THE GETTYSBURG ADDRESS

Four score and seven years ago our fathers brought forth on this
continent, a new nation, conceived in liberty, and dedicated to the
proposition that all men are created equal.

Now we are engaged in a great civil war, testing whether that nation, or any
nation so conceived and so dedicated, can long endure. We are met on a great
battlefield of that war. We have come to dedicate a portion of that field, as a final
resting place for those who here gave their lives that that nation might live. It is altogether
fitting and proper that we should do this.

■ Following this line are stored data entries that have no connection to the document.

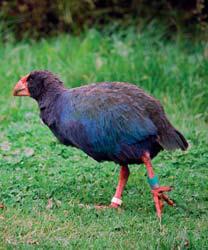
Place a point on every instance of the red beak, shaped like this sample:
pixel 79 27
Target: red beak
pixel 21 88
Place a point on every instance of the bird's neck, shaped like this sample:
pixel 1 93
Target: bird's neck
pixel 49 97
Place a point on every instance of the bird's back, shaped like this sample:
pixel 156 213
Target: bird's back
pixel 111 121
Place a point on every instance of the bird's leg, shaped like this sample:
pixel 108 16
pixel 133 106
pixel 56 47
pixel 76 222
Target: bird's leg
pixel 116 200
pixel 157 190
pixel 123 178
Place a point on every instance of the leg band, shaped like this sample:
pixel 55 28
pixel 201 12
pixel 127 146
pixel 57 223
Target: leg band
pixel 153 182
pixel 116 201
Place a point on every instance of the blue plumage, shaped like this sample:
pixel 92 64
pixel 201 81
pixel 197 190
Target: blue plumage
pixel 103 128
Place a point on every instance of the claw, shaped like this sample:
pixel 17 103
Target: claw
pixel 159 197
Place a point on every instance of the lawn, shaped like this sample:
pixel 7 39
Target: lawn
pixel 48 190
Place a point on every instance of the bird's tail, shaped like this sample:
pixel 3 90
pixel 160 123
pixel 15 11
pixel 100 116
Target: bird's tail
pixel 172 139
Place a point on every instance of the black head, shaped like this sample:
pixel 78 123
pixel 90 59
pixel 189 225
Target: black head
pixel 37 83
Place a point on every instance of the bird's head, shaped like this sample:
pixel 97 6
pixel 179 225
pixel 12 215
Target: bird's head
pixel 36 84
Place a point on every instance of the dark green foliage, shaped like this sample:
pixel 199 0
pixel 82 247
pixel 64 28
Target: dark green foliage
pixel 49 189
pixel 36 18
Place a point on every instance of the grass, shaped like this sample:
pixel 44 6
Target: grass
pixel 48 190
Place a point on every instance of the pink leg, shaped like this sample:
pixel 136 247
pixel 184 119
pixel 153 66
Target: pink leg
pixel 123 178
pixel 157 191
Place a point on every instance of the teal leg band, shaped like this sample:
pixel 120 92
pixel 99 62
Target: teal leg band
pixel 153 182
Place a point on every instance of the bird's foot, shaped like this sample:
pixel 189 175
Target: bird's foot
pixel 159 197
pixel 112 205
pixel 115 203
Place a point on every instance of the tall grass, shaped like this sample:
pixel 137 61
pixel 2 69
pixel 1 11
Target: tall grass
pixel 46 187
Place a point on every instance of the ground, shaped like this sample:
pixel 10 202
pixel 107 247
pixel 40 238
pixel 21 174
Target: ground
pixel 47 190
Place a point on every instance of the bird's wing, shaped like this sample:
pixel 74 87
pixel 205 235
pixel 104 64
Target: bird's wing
pixel 104 121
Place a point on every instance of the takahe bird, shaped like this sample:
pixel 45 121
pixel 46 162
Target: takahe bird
pixel 109 121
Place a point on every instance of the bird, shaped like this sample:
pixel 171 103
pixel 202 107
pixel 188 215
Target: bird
pixel 109 121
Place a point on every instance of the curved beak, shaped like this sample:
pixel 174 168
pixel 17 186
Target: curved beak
pixel 21 88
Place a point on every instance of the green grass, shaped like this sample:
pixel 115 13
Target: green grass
pixel 35 168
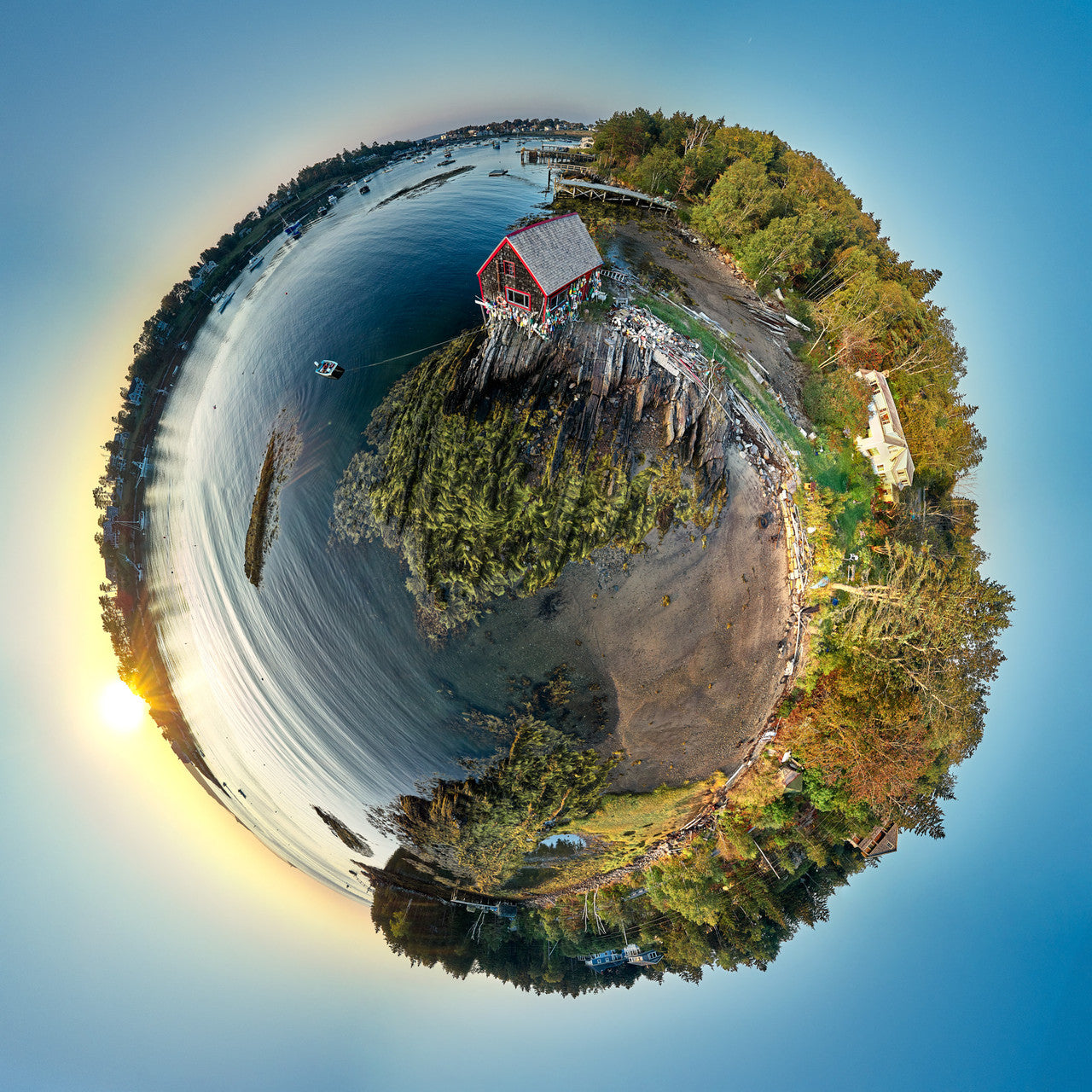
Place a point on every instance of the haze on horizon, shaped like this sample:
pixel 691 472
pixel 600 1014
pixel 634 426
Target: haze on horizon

But in a larger sense, we cannot dedicate - we cannot consecrate - we cannot
hallow - this ground. The brave men, living and dead, who struggled here, have consecrated
it, far above our poor power to add or detract. The world will little note, nor long
remember, what we say here, but it can never forget what they did here. It is for us
the living, rather, to be dedicated here to the unfinished work which they who
fought here have thus far so nobly advanced. It is rather for us to be here
dedicated to the great task remaining before us - that from these honored dead
we may take increased devotion to that cause for which they gave the last full
measure of devotion - that we here highly resolve that these dead shall not have
died in vain - that this nation, under God, shall have a new birth of freedom - and
that government of the people, by the people, for the people, shall not perish from the earth.